What drain time do you all shoot for?


----------



## MWJB (Feb 28, 2012)

Forget drain time, concentrate on steep time, between fill & drain.

Drain time is just indicative of grind size, if you grind coarse for a fast drain time your extraction will be low/low side of normal. If you grind fine for a medium/high extraction, your draw down will be longer...but in either scenario, the draw down has little impact on the extraction, it always adds a little, but only a little however long draw down takes.

Some of the sweetest, cleanest brews I have had took 4-6min to draw down.

Short draw downs of 30-60seconds seem to be based on siphon practice, but you have pressure pulling the brewed coffee into the lower chamber in that scenario.


----------



## Beanosaurus (Jun 4, 2014)

What MWJB said.

Also do you add your coffee in first or after you've poured water in?

If the former - that may be the issue.

Otherwise go by taste - I got one of these for christmas and LOVE IT


----------



## Hairy_Hogg (Jul 23, 2015)

There is also 30+ min brews to be considered with the CCD, never had a really bad one. Tea cosy or towels are your friend if you are going longer...


----------



## urbanbumpkin (Jan 30, 2013)

Great piece of kit. I use mine everyday at work 30 mins brews plus. You can do quicker ones but longer are sweeter!


----------



## Scotford (Apr 24, 2014)

I've stopped cupping at work in favour of a standard CCD recipe for tasting with the team now.

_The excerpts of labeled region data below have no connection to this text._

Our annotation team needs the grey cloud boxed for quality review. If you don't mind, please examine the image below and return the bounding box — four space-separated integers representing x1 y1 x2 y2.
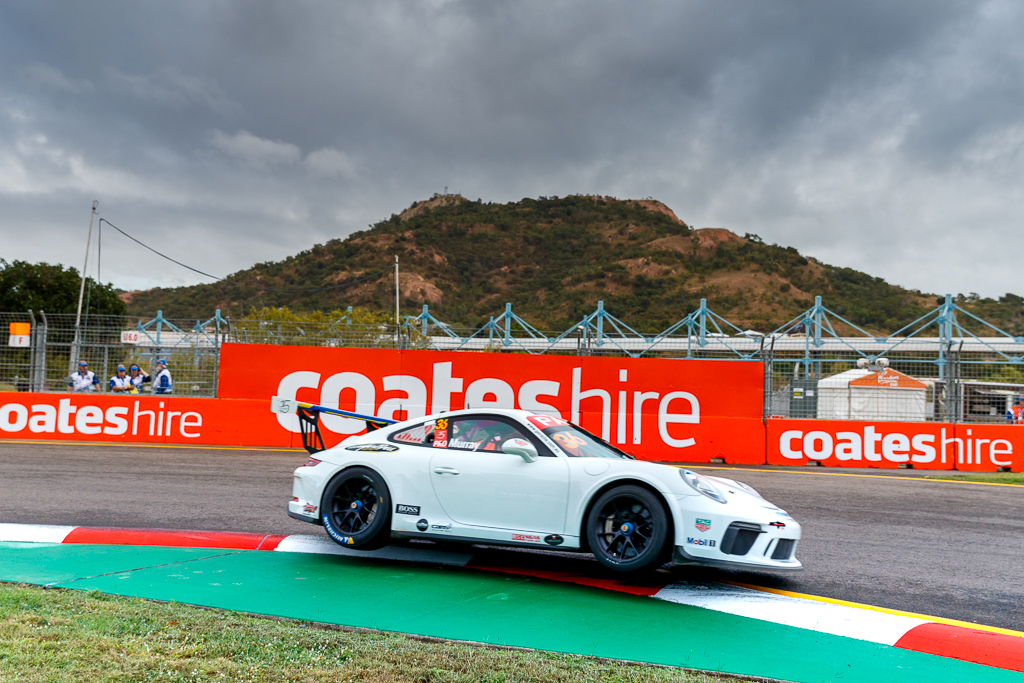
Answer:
0 0 1024 295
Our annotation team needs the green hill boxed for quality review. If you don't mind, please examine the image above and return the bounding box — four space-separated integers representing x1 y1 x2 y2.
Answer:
123 195 1024 334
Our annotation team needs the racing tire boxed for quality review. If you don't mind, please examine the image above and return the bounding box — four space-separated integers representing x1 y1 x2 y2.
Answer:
587 485 670 572
321 467 391 550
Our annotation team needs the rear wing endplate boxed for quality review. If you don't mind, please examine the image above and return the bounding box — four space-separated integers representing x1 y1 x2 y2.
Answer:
270 396 396 455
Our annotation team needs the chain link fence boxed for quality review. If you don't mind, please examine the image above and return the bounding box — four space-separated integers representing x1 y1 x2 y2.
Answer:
0 304 1024 423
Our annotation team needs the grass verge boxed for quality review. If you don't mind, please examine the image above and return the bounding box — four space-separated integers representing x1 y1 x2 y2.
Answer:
0 583 750 683
925 472 1024 485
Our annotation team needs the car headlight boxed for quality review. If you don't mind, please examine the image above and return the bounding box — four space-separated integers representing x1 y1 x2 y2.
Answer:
732 479 765 501
679 470 728 503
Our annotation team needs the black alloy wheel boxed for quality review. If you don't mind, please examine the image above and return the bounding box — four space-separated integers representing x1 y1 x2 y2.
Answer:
587 485 669 571
321 467 391 550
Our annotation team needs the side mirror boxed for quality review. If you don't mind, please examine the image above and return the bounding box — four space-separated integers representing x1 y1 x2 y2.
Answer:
502 437 539 463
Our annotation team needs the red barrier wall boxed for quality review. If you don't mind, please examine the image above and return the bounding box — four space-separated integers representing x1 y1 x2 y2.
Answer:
767 419 1024 472
0 392 292 446
220 344 765 464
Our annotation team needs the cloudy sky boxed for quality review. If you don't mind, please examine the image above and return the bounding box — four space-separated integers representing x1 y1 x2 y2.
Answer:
0 0 1024 303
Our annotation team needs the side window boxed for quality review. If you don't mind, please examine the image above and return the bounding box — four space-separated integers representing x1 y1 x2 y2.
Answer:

Basically impossible to screw up and delivers very repeatable results accurately.


----------



## James811 (May 10, 2014)

What's your recipe @Scotford


----------



## Scotford (Apr 24, 2014)

James811 said:


> What's your recipe @Scotford


20g dose. 300g brew water. 5 minute brew. Always ground at number 17 on our EK. Taste at 9 min.


----------